Contact Prof. Prof Daniel Smith or Dr Anna Grubert for further details.
Adaptive Optics Laboratory
The lab works on adaptive optics and its applications. The focus of the lab is on Ophthalmic Optics, Advanced Microscopy, and Stereoscopic Vision. Work on adaptive optics is in collaboration with Prof. Hannah Smithson and Dr Laura Young and started when both were at Durham although they have now moved to the Department of Experimental Psychology in Oxford.
Contact Professor Gordon Love for further details.
The lab has state of the art equipment (Eye Link, minibird system, Optotrack, trakSTAR) to measure visuomotor behaviour in humans such as grasping, reaching, eye movements and their interaction. This laboratory is one of a number of collaborations between vision scientists and developmental psychologists in Durham. For example, studies are currently underway looking at the way in which children come to understand ownership and control of their bodies.
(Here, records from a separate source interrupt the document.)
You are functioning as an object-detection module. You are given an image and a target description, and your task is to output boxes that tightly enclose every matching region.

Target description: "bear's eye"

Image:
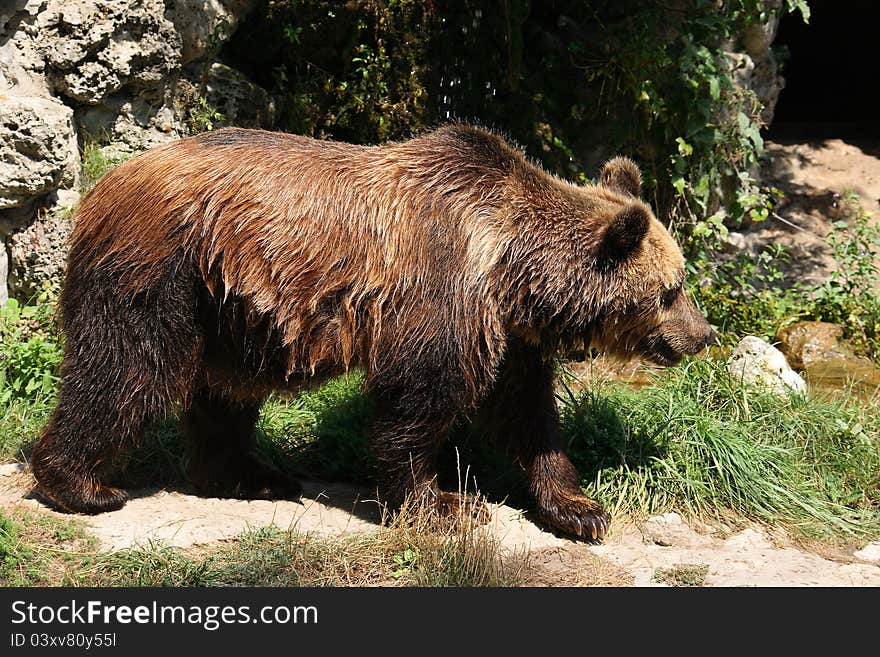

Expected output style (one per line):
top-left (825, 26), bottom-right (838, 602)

top-left (660, 285), bottom-right (681, 308)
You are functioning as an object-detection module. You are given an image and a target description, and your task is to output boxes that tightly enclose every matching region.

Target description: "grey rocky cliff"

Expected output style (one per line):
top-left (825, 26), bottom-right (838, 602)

top-left (0, 0), bottom-right (264, 302)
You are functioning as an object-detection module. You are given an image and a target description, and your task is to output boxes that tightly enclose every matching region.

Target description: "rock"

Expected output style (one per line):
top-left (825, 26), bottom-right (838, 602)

top-left (8, 208), bottom-right (72, 301)
top-left (642, 513), bottom-right (690, 547)
top-left (0, 239), bottom-right (9, 305)
top-left (199, 63), bottom-right (275, 128)
top-left (853, 541), bottom-right (880, 563)
top-left (725, 0), bottom-right (785, 125)
top-left (37, 0), bottom-right (182, 105)
top-left (727, 336), bottom-right (807, 394)
top-left (776, 322), bottom-right (854, 371)
top-left (165, 0), bottom-right (256, 65)
top-left (0, 91), bottom-right (79, 211)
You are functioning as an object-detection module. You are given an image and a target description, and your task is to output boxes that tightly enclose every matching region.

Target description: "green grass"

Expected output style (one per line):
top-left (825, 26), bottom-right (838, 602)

top-left (0, 500), bottom-right (526, 587)
top-left (562, 361), bottom-right (880, 538)
top-left (651, 563), bottom-right (709, 586)
top-left (80, 137), bottom-right (128, 194)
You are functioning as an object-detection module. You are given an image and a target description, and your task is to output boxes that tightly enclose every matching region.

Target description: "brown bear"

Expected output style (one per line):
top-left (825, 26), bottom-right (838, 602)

top-left (31, 125), bottom-right (713, 540)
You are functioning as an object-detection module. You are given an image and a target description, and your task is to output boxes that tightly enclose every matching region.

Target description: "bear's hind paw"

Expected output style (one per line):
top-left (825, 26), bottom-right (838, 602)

top-left (538, 495), bottom-right (611, 542)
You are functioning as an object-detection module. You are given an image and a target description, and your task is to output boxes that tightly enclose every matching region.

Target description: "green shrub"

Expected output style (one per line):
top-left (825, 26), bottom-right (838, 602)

top-left (0, 299), bottom-right (62, 405)
top-left (562, 361), bottom-right (880, 536)
top-left (809, 193), bottom-right (880, 359)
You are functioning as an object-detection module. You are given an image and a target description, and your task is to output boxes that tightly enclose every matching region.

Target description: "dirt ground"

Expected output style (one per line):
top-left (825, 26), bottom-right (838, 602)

top-left (0, 464), bottom-right (880, 586)
top-left (731, 139), bottom-right (880, 283)
top-left (0, 139), bottom-right (880, 586)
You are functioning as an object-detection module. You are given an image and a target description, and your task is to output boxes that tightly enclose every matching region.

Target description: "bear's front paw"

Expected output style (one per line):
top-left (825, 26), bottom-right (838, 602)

top-left (35, 480), bottom-right (128, 515)
top-left (538, 494), bottom-right (611, 541)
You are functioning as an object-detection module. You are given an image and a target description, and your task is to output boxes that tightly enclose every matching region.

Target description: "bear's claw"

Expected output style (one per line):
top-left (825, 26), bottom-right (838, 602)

top-left (538, 496), bottom-right (611, 541)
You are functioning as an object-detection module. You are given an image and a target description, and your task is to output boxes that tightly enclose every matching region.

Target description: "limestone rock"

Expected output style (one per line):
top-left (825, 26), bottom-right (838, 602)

To understand colour vision we need to control the colour of stimuli with great precision. This allows us to produce colours that we know have specific effects on the three classes of cones (colour light receptor cells) in the eye. We use Cambridge Research Systems ViSaGe visual stimulus generators to produce stimuli on spectroradiometer calibrated displays. We can simulate, and then manipulate, 3D stimuli under real-world illumination using physics-based 3D computer graphics rendering systems specially modified to calculate colours in terms of the response functions of the three human cone classes. These stimuli can be displayed in 3D using a mirror stereoscope system that does not introduce any unwanted changes in the colour of stimuli.
Contact Dr Bob Kentridge for further details.
Strokes that affect vision are some of the most common neurological problems encountered by the NHS. Typically patients do not lose vision in its entirety but rather just lose vision in part of their visual field, often, for example, they may have normal vision in the left half of visual space (i.e. to the left of their direction of gaze) but be blind on the left. Such patients can, of course usually move their eyes, their heads, and their bodies and so see the whole of their environment with ease. Reading, and situations in which people have to search for something visually, remain extremely difficult, however, as these patients cannot see locations in peripheral vision such as the location of the next word that they need to read in a text. Groups in Durham, in collaboration with Prof. J. Zihl (Munich) have been working to understand whether these patients have deficits in the representation of space in addition to their visual deficits and how these might affect reading and visual exploration. We are currently developing a rehabilitation programme (DREX) to help patients develop the use of eye-movement strategies and so improve their reading and visual exploration.
Contact Dr Alison Lane for more information.
The long term goal of the lab is to determine how the nervous system computes and represents 3D spatial structure from sensory information, such as vision, audition and proprioception.